Results (mean+/-SD): 17 boys (14: 47XXY, 2: 48XXYY and 1: 49XXXXY), mean age 14.5 + 0.4 y (min-max: 9-19) with height-z (1.1 + 0.35), weight-z (0.75 + 0.3), and BMI-Z (0.15 + 0.4) were included. All were pubertal; 3 were on testosterone therapy. LS aBMD-Z values were lower when adjusted for Ht-Z: LS aBMD-Z =0.0012 + 0.3 versus LS aBMDHAZ -Z=-0.59 + 0.2, p=0.0016. We found similar results for total body measures: TBLH BMC-Z=-0.67 + 0.45 versus TBLH BMCHAZ -Z=-1.42 + 0.3, p= 0.02. LS BMADz = 0.29+ 0.27, which was not different than LS BMDz (p = 0.8). LBMI-z was -1.43 + 0.27. FMI-Z was normal at 0.56 + 0.2. LBMI-z correlated with LS BMADz, LS aBMDHAZ, and TBLH BMCHAZ, (p < 0.03), while FMI z was not associated with these DXA measurements (p >0.08).
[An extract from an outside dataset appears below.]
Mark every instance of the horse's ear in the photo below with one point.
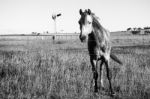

Conclusions: Lumbar spine and TBLH BMC and BMD values are lower in adolescent boys with KS and other X chromosome aneuploidies when adjusted for height using the HAZ method but not with the BMAD method. This study emphasizes the importance of looking at height in relation to these parameters and questions the ideal method to account for height in this population. Lean mass was uniformly low in this cohort and correlated with bone mass, while fat mass was within normal range for age and not a predictor of bone mass. Future directions of this study include changes in bone and lean mass with early testosterone therapy.